1980 wurde der DDR Inlandreiseflugverkehr eingestellt. Die Automobilisierung und Verbesserungen im Bahnservice hatten die Fluggastzahlen stark schrumpfen lassen. Auf dem Flughafen Heringsdorf fand danach kein ziviler Flugbetrieb mehr statt, er wurde aber weiter als Ausweichflughafen in Bereitschaft gehalten. Die Mitarbeiter dort wurden mit dem Bau von Kofferwagen und anderem Bodenservicematerial. beschäftigt.
Neben dem Linienflugverkehr führte die Interflug viele Charterflüge durch. Mit Reiseveranstaltern aus West-Berlin hatte die Fluggesellschaft Deals laufen die begehrte Westdevisen brachten. Doch die Flüge brachten wegen der steigenden Betriebskosten kaum Gewinn.
Das Streckennetz erreichte 1983 eine Ausdehnung von 122.000 Kilometern. 1,3 Millionen Fluggäste flogen in diesem Jahr mit der Interflug. Die Gesellschaft verfügte im Jahr 1989 im Betriebsteil Verkehrsflug über 40 Flugzeuge, von denen jedoch nur die drei geleasten Westeuropäischen Airbus-Maschinen Gewinn brachten. Die Ticketpreise deckten lediglich die Hälfte der Kosten, so war die Interflug für die DDR immer ein Zuschussgeschäft.

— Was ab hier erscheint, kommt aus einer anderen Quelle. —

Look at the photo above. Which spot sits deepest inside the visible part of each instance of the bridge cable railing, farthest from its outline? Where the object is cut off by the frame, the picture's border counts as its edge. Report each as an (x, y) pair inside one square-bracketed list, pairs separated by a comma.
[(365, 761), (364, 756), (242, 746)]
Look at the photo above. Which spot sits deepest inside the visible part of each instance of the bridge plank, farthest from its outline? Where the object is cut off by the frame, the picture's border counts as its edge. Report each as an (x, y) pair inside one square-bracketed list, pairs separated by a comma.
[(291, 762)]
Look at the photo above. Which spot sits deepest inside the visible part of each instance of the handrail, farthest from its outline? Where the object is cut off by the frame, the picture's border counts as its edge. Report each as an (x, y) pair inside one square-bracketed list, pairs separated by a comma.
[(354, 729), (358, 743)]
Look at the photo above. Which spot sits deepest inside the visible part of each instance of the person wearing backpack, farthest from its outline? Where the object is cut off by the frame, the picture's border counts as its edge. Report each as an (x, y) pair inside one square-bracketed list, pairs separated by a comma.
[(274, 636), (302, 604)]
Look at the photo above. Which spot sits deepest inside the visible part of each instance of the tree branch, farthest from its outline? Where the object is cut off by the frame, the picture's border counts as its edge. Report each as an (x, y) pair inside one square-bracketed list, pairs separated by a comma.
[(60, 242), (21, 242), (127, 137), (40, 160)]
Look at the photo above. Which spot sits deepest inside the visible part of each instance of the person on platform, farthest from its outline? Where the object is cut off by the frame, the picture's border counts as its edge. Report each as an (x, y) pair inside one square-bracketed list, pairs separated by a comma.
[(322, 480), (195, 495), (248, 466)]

Die „Solidaritätsflüge“ der Interflug wurden als Charterflüge abgewickelt. Bei Hilfseinsätzen in Afrika flogen NVA Militärmaschinen vom Typ Antonow 26 mit zivilem Kennzeichen und unter Interflug Nummern. Mit Sitzpolstern und Teppichen ausgerüstet flogen diese Militärmaschinen für die Interflug von Berlin-Schönefeld nach Lemberg um Arbeiter zur Erdgaspipeline Druschba zu bringen. Wegen der hohen Lärmbelastung wurden sie bei den Anwohnern der Flugplätze unter dem Spitznamen „Trassenbomber“ bekannt.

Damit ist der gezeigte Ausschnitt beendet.